I have mixed feelings about this. I was really hoping that Sony would let Raimi make the movie he wanted to make, like they did with Spider-Man 2, and not impose stories and characters on him, like forcing Venom into Spider-Man 3. The Vulture is a great, classic Spidey villain, and it would have been really fun to see if they could have done with him what they did with Dr. Octopus. It was pretty clear from all the rumors flying about that it wasn't going to happen though, and if Raimi felt his hands were tied creatively by the time restraints of the release date, it's better that he walked away. I don't think any of us wanted to sit through another Spider-Man 3. (There's about half a good movie there, which just makes it worse. All that wasted potential is just frustrating to watch.)
Maybe now Sam Raimi can go back to directing movies like A Simple Plan and The Gift. I've kind of missed that Sam Raimi anyway. (I still haven't watched Drag Me to Hell though, so I haven't missed him too much. Actually, Evil Dead 2 and Spider-Man 2 are my favorite Raimi movies, so if he wanted to retire and sculpt bunny statues for the rest of his life, I doubt I'd mind. Getting back to the more varied career he was working on prior to Spider-Man would be interesting though.)
I'm glad that Sony did the smart thing and decided to reboot the franchise, instead of making Spider-Man 4 with a different director and star.

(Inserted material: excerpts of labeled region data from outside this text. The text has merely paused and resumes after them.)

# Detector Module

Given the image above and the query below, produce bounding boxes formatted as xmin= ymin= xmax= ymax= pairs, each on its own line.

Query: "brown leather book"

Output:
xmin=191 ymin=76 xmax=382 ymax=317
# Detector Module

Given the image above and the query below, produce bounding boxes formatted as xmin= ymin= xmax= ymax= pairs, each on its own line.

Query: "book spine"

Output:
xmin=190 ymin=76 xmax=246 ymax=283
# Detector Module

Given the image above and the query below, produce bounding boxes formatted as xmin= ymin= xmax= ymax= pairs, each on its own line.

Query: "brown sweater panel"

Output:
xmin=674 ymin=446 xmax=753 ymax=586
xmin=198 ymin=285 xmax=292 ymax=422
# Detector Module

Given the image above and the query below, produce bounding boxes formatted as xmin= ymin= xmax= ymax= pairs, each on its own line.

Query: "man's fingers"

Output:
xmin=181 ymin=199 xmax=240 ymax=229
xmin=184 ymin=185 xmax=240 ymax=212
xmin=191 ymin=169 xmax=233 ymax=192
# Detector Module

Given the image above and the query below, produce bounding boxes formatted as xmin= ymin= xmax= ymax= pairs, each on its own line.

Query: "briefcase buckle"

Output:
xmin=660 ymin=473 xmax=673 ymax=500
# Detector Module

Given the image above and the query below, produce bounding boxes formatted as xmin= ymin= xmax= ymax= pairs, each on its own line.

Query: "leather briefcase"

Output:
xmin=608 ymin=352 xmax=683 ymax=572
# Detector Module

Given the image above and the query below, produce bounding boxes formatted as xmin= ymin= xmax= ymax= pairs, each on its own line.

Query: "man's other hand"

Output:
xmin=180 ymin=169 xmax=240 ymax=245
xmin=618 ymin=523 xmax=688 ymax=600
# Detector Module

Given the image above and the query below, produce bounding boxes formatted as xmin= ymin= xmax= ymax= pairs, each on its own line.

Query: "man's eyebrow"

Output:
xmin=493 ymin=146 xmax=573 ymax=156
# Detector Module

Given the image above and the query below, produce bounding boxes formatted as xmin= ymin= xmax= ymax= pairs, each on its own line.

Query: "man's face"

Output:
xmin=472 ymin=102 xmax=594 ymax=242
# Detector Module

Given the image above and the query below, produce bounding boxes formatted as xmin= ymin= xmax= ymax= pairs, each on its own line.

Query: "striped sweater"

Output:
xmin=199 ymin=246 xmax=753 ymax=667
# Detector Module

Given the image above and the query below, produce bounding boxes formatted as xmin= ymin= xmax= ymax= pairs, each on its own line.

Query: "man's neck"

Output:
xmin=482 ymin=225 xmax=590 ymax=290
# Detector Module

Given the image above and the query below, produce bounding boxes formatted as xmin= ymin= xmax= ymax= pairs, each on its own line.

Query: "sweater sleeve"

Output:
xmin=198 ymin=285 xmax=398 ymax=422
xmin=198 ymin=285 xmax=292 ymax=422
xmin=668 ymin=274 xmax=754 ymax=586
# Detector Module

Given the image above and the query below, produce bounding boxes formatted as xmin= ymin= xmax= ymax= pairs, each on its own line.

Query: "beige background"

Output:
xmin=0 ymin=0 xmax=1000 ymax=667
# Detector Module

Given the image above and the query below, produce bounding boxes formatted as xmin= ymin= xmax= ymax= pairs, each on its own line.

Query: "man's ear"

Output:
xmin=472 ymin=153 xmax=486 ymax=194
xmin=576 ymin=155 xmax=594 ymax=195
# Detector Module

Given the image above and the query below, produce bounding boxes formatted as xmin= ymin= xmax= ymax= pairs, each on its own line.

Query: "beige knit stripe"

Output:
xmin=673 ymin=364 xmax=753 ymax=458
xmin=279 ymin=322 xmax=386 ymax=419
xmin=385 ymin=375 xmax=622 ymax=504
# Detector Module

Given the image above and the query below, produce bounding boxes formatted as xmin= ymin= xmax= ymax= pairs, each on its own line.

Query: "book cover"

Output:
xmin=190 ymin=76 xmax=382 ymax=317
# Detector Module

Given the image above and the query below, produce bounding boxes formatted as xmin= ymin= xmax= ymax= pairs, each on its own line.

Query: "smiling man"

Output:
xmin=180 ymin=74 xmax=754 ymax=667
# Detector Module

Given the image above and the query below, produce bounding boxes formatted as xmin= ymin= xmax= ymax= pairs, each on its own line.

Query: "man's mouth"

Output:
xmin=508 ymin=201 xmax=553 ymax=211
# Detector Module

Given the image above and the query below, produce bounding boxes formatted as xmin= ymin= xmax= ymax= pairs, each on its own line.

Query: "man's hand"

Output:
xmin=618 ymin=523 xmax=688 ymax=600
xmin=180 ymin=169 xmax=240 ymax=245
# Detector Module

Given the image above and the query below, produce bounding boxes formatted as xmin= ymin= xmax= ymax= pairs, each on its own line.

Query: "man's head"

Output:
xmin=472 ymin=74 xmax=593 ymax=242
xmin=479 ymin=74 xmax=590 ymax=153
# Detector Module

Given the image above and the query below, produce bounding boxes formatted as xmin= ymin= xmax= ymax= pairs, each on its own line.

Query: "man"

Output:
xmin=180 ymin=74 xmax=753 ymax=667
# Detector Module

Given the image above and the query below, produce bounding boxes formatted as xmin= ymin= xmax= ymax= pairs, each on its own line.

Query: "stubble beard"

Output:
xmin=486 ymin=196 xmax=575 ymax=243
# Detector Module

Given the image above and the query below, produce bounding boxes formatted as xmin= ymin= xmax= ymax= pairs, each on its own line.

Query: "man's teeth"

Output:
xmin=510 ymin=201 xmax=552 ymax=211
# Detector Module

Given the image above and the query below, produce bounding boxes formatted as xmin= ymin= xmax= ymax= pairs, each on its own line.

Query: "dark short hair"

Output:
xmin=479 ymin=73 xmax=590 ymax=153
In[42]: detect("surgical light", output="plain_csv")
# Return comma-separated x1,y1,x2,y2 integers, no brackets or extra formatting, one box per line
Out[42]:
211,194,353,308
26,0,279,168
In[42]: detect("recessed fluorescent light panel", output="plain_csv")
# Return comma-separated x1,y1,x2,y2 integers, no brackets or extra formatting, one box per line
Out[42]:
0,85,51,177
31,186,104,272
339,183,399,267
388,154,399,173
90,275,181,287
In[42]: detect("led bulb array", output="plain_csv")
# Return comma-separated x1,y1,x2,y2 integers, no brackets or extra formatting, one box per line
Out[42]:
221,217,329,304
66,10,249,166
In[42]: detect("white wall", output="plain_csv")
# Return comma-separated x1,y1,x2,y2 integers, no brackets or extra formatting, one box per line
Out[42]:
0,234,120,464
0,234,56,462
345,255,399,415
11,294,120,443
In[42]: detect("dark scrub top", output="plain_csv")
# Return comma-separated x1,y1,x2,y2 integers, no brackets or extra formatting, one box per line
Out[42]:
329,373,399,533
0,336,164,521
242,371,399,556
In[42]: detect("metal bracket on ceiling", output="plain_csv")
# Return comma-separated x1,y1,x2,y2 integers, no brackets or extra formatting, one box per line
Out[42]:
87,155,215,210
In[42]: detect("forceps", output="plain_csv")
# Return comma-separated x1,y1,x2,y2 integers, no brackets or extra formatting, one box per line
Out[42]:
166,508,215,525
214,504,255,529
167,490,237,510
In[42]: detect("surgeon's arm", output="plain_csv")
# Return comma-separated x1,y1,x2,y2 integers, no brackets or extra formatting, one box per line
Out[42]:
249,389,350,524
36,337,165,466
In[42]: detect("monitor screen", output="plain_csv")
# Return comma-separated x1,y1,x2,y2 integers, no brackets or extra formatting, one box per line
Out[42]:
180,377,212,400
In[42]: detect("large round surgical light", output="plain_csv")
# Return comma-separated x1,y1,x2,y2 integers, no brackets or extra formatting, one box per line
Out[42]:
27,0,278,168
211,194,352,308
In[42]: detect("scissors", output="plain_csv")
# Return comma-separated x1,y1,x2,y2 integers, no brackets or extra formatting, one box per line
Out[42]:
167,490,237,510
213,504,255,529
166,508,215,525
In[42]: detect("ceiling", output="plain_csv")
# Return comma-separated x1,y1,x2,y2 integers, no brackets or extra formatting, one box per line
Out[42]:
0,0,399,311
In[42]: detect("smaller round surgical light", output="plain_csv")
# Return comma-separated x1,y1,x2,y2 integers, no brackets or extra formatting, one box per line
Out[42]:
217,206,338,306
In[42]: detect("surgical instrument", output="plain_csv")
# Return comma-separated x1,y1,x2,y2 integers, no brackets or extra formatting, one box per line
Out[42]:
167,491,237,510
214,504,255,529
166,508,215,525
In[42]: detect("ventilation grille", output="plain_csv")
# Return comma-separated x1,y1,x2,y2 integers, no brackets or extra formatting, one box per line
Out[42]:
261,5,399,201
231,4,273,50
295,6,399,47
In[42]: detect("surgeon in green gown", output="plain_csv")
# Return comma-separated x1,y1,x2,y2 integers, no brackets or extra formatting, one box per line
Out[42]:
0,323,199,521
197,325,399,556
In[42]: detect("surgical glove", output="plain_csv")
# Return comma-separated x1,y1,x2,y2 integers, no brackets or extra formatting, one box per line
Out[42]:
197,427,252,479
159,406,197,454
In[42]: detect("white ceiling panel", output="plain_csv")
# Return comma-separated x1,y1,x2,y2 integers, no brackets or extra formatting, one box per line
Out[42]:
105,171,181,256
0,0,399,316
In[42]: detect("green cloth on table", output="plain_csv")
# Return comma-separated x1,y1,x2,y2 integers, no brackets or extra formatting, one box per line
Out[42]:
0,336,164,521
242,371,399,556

Unlike the Hulk reboot, people other than comic book fans are interested in Spider-Man movies, so people will probably go see it instead of just wondering what it's connection is to some other movie they didn't go see a few years earlier. (OK, most people probably didn't even bother to wonder about The Incredible Hulk, but that just further proves that it won't matter if the next Spider-Man movie is a sequel or a reboot.) A reboot at least allows for the potential, however unlikely, of the next Spider-Man movie being more like Batman Begins or Casino Royale than Batman Forever or, shudder to think, X-Men 3. (Now we just have to hope and pray that Brett Ratner is too busy adapting Rob Leifeld comics to be considered for the directing job. What's McG doing now? I'd like to make sure he's too busy to be involved too. Also, I hope it won't actually be like Batman Begins or Casino Royale, because the tone of those movies isn't very Spidey, if you know what I mean.)
If Sony was really smart, they would have gotten Greg Weisman and the rest the Spectacular Spider-Man writing staff to work on the next movie. That cartoon is as close to perfect as any Spider-Man adaptation has ever gotten. Still, this is me with my optimistic face on. Until I have reason to believe otherwise, I'm hoping that 2012 brings Spidey in all his wise-cracking glory, and a Mary Jane Watson that finally does justice to one of my favorite female characters in all of superhero comics. If it doesn't, well, maybe the world will end in the beginning of the year, instead of waiting until December 21st, and we can all pretend it would have been the greatest thing ever.